Появился песик, выкатил на Вана карий глаз, поплелся к окну, поглазел, как маленький человечек, на дождь и вернулся в соседнюю комнату на свою грязную подушку.

— Не выношу эту породу, — признался Ван. — Таксофобия.

— Ну, а как насчет девушек, Ван, много ль их у тебя? Ты ведь не любитель мальчиков, как твой бедный дядя, ведь нет? Среди наших предков попадались ужасные извращенцы, но… чему ты смеешься?

— Так, ничему, — сказал Ван. — Просто хочу официально констатировать, что питаю пристрастие к девическому полу. Первая у меня была в четырнадцать. Mais qui me rendra mon Hélène?[226] Волосы у нее были черны как смоль, а кожа — точно снятое молоко. Потом было множество других, с большей примесью сливок. И кажется, что в этом?

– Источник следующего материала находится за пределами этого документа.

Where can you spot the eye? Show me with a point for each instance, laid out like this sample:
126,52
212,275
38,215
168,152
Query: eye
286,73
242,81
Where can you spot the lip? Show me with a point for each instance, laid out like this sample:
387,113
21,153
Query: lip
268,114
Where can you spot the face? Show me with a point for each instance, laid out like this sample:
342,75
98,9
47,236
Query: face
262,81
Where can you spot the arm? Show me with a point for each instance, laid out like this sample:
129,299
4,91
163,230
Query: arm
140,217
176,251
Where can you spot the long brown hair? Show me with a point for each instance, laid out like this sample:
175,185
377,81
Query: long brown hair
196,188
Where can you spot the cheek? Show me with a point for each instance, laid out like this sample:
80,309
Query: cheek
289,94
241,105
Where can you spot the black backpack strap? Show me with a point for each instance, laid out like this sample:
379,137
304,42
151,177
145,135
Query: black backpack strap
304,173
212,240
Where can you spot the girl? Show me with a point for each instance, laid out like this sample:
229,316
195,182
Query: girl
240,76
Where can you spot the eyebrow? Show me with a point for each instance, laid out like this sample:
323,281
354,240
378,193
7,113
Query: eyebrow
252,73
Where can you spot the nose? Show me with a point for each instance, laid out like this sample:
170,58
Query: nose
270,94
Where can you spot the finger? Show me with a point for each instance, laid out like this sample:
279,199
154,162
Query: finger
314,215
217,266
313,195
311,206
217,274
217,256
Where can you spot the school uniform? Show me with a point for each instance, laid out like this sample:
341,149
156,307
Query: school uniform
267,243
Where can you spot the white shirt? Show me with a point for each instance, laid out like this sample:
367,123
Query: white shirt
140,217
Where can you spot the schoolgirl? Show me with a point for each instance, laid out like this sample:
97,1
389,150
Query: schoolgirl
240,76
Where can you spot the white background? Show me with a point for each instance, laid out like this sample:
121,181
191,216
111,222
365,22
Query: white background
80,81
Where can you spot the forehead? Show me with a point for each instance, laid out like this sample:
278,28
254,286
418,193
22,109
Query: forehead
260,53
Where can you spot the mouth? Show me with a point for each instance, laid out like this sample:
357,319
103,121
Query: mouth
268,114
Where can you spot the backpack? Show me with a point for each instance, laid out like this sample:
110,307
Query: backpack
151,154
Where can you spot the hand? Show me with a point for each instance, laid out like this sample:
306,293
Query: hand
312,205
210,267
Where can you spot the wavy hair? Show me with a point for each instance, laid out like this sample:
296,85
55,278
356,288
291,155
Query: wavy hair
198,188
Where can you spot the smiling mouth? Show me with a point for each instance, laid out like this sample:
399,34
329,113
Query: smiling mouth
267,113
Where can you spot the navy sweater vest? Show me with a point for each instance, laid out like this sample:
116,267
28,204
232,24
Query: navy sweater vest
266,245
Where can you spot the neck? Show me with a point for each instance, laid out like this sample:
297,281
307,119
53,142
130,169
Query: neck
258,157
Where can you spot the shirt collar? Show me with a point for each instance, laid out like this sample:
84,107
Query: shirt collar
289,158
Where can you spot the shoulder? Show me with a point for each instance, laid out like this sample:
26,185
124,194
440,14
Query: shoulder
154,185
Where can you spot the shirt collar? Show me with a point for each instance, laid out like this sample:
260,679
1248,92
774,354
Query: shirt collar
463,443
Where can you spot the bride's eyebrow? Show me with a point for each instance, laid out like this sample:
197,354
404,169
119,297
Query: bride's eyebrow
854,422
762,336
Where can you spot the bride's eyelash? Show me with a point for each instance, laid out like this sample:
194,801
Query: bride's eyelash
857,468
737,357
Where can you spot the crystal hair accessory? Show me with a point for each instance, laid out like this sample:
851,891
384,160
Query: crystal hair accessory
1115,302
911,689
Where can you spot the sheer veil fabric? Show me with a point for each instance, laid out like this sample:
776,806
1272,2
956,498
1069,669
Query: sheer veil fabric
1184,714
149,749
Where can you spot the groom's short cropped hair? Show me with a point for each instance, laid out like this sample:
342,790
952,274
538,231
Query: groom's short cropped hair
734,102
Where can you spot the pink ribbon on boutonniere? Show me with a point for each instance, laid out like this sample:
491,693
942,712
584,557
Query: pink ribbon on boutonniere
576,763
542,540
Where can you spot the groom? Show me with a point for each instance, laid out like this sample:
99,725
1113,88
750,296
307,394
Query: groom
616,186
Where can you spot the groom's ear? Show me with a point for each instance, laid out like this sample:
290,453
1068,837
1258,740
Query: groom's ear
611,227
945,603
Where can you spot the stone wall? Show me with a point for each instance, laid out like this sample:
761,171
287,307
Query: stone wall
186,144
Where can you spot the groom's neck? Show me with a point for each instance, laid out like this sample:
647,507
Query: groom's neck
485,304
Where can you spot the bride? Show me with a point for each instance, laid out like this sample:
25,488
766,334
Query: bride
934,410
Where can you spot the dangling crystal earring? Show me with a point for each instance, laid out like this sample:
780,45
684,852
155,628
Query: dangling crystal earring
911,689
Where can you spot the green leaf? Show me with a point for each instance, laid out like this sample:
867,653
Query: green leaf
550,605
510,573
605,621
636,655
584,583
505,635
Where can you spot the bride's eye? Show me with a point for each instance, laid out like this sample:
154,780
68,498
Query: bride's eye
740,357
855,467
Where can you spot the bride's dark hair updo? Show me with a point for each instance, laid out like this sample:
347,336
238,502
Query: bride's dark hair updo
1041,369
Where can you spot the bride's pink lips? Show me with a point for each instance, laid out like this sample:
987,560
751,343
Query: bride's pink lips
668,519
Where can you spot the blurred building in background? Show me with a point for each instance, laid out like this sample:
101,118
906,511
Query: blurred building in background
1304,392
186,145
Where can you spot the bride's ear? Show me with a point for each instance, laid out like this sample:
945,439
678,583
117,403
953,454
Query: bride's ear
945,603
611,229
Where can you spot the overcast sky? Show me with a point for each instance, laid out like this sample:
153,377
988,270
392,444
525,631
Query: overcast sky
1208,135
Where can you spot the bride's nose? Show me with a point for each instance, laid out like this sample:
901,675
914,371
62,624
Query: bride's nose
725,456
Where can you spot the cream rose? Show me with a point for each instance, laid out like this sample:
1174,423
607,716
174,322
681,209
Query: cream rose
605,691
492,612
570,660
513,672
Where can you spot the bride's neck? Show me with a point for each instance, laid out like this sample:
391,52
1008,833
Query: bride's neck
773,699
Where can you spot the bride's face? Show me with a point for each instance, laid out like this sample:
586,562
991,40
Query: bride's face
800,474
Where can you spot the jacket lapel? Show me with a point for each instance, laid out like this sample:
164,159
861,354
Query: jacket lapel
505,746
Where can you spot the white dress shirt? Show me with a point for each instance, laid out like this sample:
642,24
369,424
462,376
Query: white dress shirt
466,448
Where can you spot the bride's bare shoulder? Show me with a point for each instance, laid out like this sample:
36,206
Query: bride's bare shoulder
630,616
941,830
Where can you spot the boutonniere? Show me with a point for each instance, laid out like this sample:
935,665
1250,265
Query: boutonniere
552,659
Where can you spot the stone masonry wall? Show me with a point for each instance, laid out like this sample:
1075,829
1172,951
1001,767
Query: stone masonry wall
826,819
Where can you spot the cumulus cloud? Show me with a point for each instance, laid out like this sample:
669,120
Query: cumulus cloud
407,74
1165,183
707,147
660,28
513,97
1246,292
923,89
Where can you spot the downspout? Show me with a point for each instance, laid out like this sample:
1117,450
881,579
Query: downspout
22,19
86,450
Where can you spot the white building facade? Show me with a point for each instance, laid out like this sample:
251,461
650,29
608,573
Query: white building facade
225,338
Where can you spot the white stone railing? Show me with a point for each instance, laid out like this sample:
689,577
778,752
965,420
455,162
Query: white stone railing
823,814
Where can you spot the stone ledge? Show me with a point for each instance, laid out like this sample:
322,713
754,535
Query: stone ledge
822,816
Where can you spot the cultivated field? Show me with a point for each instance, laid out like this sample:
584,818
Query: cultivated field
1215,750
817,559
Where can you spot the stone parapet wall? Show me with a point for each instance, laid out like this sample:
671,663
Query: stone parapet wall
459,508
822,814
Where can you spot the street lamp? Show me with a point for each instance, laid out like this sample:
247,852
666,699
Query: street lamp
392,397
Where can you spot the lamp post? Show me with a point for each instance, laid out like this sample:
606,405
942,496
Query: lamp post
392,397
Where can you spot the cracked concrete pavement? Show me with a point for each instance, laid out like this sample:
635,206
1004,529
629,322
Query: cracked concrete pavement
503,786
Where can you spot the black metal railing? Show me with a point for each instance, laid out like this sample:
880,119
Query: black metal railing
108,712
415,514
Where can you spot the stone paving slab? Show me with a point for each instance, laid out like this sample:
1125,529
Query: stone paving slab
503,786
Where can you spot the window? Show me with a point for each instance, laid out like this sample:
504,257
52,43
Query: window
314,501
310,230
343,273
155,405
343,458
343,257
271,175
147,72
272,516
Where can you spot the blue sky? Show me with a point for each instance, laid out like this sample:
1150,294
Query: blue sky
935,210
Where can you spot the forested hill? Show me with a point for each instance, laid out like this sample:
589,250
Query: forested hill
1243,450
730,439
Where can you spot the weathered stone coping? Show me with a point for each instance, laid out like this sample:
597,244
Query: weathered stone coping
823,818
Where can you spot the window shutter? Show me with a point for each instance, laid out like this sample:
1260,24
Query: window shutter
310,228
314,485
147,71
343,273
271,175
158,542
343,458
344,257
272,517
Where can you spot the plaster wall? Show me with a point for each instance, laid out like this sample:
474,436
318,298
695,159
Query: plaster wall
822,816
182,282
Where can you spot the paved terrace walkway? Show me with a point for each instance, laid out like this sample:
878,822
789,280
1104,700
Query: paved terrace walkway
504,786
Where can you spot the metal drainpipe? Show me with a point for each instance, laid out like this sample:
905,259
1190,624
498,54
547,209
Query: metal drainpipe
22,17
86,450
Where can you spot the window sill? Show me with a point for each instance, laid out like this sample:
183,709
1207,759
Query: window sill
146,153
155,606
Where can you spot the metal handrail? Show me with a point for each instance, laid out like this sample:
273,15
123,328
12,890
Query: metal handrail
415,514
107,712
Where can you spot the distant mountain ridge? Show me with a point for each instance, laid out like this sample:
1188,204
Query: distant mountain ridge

— Как странно и как грустно! Грустно потому, что я почти ничего не ведаю о твоей жизни, my darling Все Земские были великие rakes (развратники), один обожал маленьких девчонок, другой raffolait d'une de ses juments[227], велел ее привязывать как-то по-особому — сама не знаю как (всплескивает руками с выражением испуганного неведения), являлся к ней на свидание в конюшню. Кстати (à propos), меня всегда изумляло, как наследственные черты могут передаваться от холостяков, не иначе гены способны скакать, точно шахматные кони. В последний раз, когда мы с тобой играли, я почти выиграла, надо нам сыграть снова, только не сегодня — сегодня мне ужасно грустно. Мне бы так хотелось узнать о тебе все-все, но теперь уж слишком поздно. Воспоминания всегда чуточку «stylized» (стилизованы), как говаривал твой отец, такой неотразимый и противный; даже если бы ты показал мне свои старые дневники, я уж не сумею с ходу изобразить естественный эмоциональный отклик, хоть актрисы способны в миг расплакаться, вот как я сейчас. Видишь ли (шарит под подушкой в поисках платка), когда дети quite tiny (такие малютки), невозможно помыслить расстаться с ними хоть на пару дней, но потом все-таки расстаемся, сначала на две недели, потом на месяц, без них тянутся серые годы, черные десятилетия, и вот — opéra bouffe[228] взрывается христианский уход в вечность. По-моему, даже самая краткая разлука — уже подготовка к Элизийским играм — кто это сказал? Я это сказала. А костюм твой, хоть он тебе и к лицу, все же какой-то траурный (funerary). Какую околесицу я несу! Прости мне мои дурацкие слезы… Скажи, могу я хоть что-нибудь И помни: ни слова бедняжке мадемуазель Ларивьер, она из лучших побуждений.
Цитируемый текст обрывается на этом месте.